The PTW is asking any resident who sees graffiti, new or old, to take a picture and email it to pvillewatchband@gmail.com.

While the group views this as a step in the right direction, they understand it’s hardly a silver bullet.

The problem that underpins the problem, the attendees at Wednesday’s meeting agreed, is the fact that once graffiti goes up, it often stays there for a long time. This, along with some of the decrepit, abandoned buildings that are scattered throughout the borough, is thought to give would-be vandals the impression that nobody is watching. 

Though filling abandoned buildings falls outside of the volunteer force’s pay grade, they tossed around the idea of creating, with the help of police and local government, a mandate that all business owners have to remove graffiti from their buildings within 24 hours.

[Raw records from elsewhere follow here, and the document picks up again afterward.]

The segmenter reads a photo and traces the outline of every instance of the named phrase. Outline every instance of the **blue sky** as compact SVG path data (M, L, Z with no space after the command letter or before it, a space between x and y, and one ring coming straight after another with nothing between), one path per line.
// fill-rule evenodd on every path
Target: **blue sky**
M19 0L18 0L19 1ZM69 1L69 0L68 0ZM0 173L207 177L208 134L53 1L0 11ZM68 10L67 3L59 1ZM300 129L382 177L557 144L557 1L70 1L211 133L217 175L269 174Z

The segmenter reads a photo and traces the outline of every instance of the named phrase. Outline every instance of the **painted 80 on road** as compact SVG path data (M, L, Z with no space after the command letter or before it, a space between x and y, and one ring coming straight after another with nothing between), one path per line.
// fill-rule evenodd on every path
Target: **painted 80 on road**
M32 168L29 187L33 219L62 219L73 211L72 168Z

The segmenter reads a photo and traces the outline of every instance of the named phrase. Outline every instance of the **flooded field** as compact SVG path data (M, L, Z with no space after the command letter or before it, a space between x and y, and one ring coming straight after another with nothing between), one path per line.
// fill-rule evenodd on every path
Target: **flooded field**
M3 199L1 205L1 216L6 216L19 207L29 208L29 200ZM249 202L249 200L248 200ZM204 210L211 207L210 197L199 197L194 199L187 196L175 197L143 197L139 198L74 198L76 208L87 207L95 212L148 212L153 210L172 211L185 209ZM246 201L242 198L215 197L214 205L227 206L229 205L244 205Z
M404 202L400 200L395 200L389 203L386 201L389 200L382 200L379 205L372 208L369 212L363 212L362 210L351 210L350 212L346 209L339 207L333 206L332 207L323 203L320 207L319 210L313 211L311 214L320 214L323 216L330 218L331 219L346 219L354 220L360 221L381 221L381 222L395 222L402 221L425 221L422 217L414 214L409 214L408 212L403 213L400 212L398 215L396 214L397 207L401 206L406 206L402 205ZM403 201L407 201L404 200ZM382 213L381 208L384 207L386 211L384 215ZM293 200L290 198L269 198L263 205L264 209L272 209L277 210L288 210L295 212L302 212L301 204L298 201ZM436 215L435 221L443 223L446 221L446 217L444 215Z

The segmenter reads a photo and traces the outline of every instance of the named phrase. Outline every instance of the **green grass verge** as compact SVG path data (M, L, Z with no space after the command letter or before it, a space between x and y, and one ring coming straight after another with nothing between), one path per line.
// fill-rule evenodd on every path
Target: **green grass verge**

“The graffiti sitting up there perpetuates the problem” said Watch member Ginger Murphy, but she, and the rest of the group, acknowledged that while it’s the business owner’s responsibility to remove the graffiti, governing bodies are loathe to enforce that for fear of further punishing the victims.

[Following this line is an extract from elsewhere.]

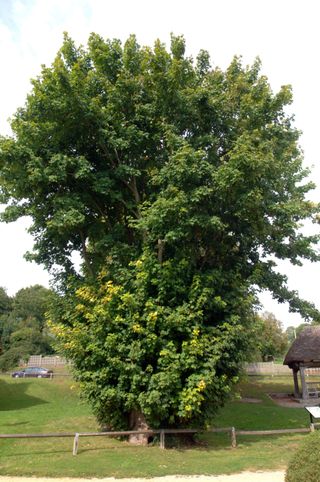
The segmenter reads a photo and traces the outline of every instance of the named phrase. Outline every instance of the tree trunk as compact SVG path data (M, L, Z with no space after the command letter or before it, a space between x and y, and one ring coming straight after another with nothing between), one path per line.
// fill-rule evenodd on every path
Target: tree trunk
M132 410L130 413L130 430L148 430L148 424L143 413L138 410ZM129 442L135 445L148 445L148 434L132 434L129 435Z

The Watch also continued to puzzle over the source of the graffiti–much of which bears the signature “.”

“We still don’t know who’s doing it or what it is, if it’s a group of people. It’s all over the downtown, it’s all over the north side, it’s all over. It’s not just one area, it’s throughout the town, which kind of makes me think it’s more than one person,” speculated Hill.

“It doesn’t look like the same handwriting either,” he added.